Some good things happened, but you cannot change the people.

Good thing: Once a little Aborigine boy - he could barely walk, so little he was still, came over to us. Pointed at me: "You... GIRL!", then to Hubby, "You... BOY!", Sooooo cute. His parents had soft drinks.

Sherry's Pickings said...

thanks for the mention Mae. Tim Flannery is fabulous! Have you also read Dark Emu by bruce pascoe? His book has been very popular over the last few years here in OZ. we are learning so much more about the indigenous peoples lately which is wonderful. take care

Kitchen Riffs said...

Sounds like such an interesting book! Currently reading a book on the Lewis and Clark expedition. In their interactions with Native Americans, it's really apparent these guys didn't get their culture at all (some of their practices -- controlled burns, for example -- are similar to what you discuss).
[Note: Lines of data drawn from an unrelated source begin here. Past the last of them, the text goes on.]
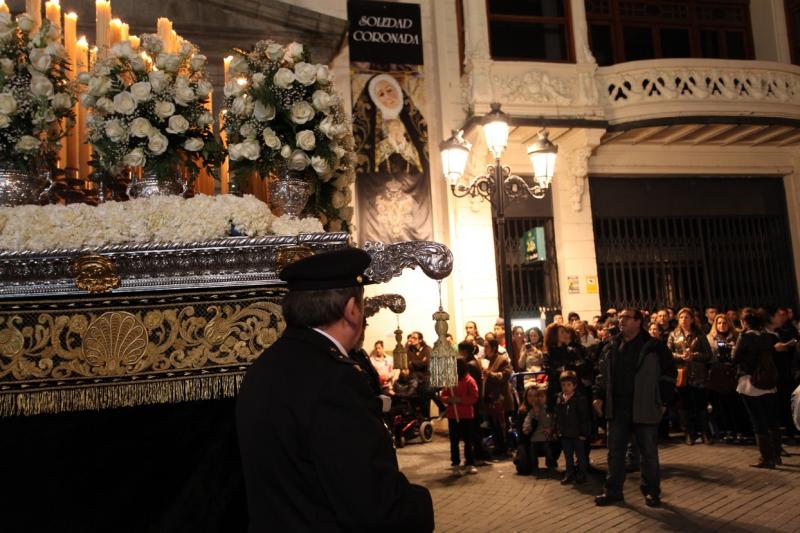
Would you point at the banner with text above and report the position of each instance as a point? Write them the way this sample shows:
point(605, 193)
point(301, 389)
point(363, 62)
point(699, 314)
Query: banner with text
point(393, 194)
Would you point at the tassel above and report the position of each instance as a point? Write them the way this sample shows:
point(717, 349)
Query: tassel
point(400, 355)
point(443, 356)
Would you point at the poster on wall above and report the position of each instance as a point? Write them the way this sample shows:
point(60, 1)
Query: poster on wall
point(393, 193)
point(533, 247)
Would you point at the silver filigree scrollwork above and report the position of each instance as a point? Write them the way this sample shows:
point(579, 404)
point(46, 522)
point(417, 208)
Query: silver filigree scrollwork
point(389, 260)
point(393, 302)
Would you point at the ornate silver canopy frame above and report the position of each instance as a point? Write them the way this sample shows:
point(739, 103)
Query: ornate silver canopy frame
point(230, 262)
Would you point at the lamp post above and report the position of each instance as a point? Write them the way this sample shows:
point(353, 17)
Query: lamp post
point(498, 182)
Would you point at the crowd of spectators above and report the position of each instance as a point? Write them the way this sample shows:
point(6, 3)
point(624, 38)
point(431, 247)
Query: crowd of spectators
point(720, 356)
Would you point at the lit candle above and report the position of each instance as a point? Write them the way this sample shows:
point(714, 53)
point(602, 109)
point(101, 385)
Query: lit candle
point(34, 9)
point(115, 32)
point(164, 30)
point(103, 23)
point(226, 63)
point(80, 145)
point(52, 10)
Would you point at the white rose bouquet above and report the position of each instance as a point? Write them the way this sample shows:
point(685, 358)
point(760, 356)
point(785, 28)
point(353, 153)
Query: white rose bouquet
point(148, 110)
point(281, 112)
point(35, 94)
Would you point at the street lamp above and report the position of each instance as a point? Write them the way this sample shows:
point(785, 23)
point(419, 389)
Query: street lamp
point(498, 182)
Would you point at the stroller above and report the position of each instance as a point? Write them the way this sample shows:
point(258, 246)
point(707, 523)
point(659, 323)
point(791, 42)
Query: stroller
point(407, 421)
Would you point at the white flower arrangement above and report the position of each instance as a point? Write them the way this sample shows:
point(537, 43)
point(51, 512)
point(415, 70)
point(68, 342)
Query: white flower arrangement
point(160, 219)
point(282, 112)
point(35, 94)
point(148, 110)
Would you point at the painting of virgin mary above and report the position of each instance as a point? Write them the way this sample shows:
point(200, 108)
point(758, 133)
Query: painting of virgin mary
point(392, 169)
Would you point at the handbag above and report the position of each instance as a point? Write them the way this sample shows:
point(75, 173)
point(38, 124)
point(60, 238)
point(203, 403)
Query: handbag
point(721, 378)
point(683, 378)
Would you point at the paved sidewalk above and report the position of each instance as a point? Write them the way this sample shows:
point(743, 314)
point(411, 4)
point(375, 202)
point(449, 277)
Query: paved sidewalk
point(705, 488)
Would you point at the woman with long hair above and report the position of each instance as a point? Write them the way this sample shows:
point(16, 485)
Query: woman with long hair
point(754, 344)
point(692, 354)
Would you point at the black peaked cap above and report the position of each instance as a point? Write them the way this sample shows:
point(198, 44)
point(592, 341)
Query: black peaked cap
point(330, 270)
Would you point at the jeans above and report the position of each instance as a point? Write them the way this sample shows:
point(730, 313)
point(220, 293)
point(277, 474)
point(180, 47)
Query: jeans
point(539, 449)
point(762, 411)
point(694, 410)
point(460, 430)
point(572, 448)
point(620, 428)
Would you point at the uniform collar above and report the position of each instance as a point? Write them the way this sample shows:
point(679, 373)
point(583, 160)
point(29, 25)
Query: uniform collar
point(333, 340)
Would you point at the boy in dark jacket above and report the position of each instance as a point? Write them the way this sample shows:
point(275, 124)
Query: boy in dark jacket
point(573, 425)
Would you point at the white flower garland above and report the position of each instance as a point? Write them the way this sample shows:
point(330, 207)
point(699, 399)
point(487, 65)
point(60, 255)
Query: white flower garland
point(162, 219)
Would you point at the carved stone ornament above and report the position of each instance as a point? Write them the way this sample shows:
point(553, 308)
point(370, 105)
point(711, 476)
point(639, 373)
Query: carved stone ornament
point(389, 260)
point(394, 302)
point(95, 273)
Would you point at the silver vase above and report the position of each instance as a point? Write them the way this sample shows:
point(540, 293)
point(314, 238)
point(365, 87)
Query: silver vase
point(289, 191)
point(18, 187)
point(149, 185)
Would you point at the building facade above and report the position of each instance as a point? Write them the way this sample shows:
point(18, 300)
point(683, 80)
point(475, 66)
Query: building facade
point(677, 179)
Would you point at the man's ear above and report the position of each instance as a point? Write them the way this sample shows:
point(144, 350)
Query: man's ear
point(351, 312)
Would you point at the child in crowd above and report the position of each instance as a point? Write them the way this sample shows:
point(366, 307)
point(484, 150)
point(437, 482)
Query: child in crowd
point(460, 411)
point(539, 425)
point(574, 425)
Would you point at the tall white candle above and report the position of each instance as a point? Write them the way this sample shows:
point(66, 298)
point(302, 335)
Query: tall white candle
point(102, 23)
point(34, 9)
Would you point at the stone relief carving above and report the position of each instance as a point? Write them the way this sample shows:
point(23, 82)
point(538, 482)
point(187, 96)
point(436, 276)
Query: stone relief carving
point(533, 87)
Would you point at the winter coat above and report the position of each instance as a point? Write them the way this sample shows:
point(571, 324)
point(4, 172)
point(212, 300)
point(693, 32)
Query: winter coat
point(573, 418)
point(467, 393)
point(654, 384)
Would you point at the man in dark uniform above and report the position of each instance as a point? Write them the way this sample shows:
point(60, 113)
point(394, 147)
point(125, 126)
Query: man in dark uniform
point(315, 452)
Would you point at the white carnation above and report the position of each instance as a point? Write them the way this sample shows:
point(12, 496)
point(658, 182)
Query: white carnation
point(305, 73)
point(299, 160)
point(41, 86)
point(271, 140)
point(40, 59)
point(263, 112)
point(115, 130)
point(134, 158)
point(157, 143)
point(301, 112)
point(165, 109)
point(177, 124)
point(141, 91)
point(141, 127)
point(124, 103)
point(283, 78)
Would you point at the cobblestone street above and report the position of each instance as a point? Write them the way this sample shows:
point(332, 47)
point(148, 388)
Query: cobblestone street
point(705, 488)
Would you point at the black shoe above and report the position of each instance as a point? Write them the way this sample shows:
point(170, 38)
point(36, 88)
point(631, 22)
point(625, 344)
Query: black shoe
point(606, 499)
point(652, 501)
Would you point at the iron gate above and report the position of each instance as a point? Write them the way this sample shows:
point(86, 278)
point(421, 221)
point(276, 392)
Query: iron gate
point(531, 285)
point(723, 261)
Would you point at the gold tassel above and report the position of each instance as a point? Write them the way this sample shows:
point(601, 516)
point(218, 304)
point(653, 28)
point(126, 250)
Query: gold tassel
point(112, 395)
point(443, 356)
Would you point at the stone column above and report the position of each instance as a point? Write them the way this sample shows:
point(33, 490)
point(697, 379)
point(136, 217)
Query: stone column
point(572, 216)
point(791, 183)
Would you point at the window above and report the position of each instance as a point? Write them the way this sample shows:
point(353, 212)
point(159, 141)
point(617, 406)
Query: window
point(530, 30)
point(629, 30)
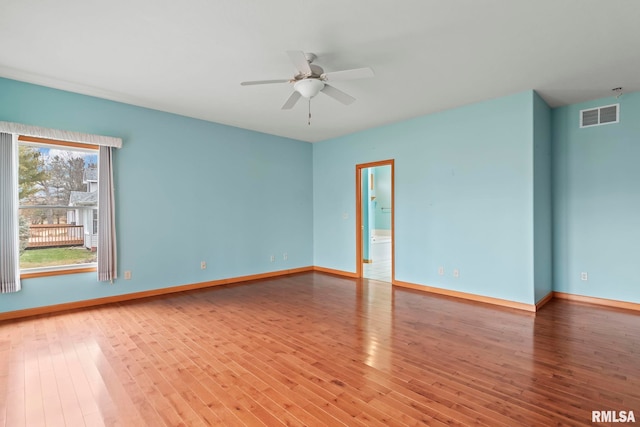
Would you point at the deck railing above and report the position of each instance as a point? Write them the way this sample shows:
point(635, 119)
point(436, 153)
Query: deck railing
point(49, 235)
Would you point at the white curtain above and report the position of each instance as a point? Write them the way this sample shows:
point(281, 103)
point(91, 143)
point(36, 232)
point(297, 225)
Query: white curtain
point(107, 259)
point(62, 135)
point(9, 239)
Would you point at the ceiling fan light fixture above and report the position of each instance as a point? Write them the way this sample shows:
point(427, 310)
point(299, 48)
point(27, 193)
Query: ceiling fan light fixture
point(308, 87)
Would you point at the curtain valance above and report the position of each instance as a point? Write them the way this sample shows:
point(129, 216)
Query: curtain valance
point(62, 135)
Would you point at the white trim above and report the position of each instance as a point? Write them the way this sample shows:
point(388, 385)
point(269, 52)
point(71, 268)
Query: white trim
point(62, 135)
point(599, 109)
point(55, 268)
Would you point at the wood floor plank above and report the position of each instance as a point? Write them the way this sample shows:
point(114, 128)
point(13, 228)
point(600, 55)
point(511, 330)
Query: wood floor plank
point(314, 349)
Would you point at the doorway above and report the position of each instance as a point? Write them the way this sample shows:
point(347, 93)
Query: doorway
point(375, 220)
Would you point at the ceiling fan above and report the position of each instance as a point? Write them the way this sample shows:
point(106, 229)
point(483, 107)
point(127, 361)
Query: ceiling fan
point(310, 79)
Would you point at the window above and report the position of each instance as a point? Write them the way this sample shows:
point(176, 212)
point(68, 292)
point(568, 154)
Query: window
point(58, 204)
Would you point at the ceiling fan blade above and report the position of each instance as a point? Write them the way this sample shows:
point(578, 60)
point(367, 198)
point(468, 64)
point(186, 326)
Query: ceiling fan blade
point(263, 82)
point(356, 73)
point(299, 61)
point(337, 94)
point(291, 101)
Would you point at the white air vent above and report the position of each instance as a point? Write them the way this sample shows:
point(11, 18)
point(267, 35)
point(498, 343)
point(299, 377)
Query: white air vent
point(600, 116)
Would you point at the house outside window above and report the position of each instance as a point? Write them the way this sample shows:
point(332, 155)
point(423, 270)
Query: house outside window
point(58, 205)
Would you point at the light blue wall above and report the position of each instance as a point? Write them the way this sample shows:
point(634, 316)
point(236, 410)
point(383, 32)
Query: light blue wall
point(472, 188)
point(186, 191)
point(463, 197)
point(597, 202)
point(542, 204)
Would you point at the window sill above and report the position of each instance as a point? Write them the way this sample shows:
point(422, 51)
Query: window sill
point(57, 271)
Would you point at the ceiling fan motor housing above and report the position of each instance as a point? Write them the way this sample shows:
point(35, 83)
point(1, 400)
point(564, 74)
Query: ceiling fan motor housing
point(309, 87)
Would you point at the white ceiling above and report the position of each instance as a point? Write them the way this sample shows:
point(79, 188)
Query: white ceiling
point(189, 57)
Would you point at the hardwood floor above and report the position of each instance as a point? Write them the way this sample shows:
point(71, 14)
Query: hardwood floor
point(319, 350)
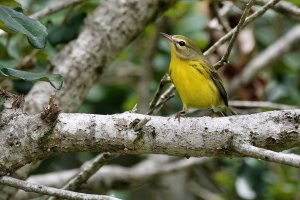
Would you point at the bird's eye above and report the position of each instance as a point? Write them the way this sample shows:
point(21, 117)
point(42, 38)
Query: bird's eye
point(181, 43)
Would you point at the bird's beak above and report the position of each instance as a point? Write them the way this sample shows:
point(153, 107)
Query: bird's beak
point(168, 37)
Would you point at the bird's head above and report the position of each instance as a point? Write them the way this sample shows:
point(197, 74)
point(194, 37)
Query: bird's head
point(183, 47)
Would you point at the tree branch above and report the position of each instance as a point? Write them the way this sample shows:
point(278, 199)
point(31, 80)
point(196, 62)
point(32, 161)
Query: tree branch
point(55, 7)
point(89, 169)
point(237, 29)
point(260, 104)
point(33, 140)
point(263, 154)
point(285, 8)
point(118, 177)
point(266, 58)
point(247, 21)
point(33, 187)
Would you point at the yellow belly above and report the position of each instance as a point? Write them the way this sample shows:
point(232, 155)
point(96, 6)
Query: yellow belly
point(196, 89)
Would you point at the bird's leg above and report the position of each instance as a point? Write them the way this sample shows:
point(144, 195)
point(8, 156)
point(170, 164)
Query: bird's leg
point(217, 113)
point(180, 114)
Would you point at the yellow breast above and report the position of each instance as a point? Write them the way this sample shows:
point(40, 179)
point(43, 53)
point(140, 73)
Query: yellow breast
point(194, 84)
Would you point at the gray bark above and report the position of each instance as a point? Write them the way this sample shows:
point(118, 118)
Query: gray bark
point(27, 138)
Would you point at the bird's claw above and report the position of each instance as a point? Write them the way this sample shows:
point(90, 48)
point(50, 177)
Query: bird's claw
point(180, 114)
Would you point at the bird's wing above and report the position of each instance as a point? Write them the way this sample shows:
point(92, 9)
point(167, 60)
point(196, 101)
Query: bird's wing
point(218, 82)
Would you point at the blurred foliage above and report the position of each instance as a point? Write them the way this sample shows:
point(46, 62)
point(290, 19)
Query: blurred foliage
point(115, 93)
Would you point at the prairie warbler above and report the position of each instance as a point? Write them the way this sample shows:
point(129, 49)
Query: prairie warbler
point(197, 82)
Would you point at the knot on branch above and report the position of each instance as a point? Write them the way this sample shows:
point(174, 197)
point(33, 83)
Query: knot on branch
point(50, 112)
point(17, 100)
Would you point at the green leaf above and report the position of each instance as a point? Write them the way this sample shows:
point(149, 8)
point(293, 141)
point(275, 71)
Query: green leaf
point(56, 80)
point(1, 103)
point(10, 3)
point(18, 22)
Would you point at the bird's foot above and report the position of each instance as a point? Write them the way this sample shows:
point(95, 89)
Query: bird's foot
point(180, 114)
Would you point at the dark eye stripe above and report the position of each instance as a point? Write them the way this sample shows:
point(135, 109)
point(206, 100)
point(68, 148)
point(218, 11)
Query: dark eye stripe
point(181, 43)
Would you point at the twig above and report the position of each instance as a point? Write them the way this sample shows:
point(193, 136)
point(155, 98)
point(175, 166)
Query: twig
point(111, 176)
point(285, 8)
point(147, 71)
point(268, 56)
point(237, 29)
point(89, 169)
point(248, 20)
point(267, 155)
point(141, 123)
point(33, 187)
point(260, 104)
point(220, 18)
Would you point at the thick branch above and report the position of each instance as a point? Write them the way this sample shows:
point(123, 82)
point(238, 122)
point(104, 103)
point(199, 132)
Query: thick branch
point(27, 138)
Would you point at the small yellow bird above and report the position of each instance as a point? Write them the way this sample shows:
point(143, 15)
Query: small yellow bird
point(197, 82)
Thanks for the review!

David M. Gascoigne, said...

I should try to my hands on this book. I know I would find it interesting.

Johanna GGG said...

Sounds like an interesting book. I love that you have read it twice and love your reflections on how it might be received today. Have you read Bruce Pascoe's Dark Emu - I found that fascinating in the discussion of agriculture of the Australian Aboriginal people - and it is a far more recent book so I would also like to hear Flannery's opinion. One of the changes since 1994 is ABoriginal people wanting to tell their stories and I think we are starting to listen more but that is still a challenge. I hope you will be able to revisit Australia too - we are really missing our international tourists!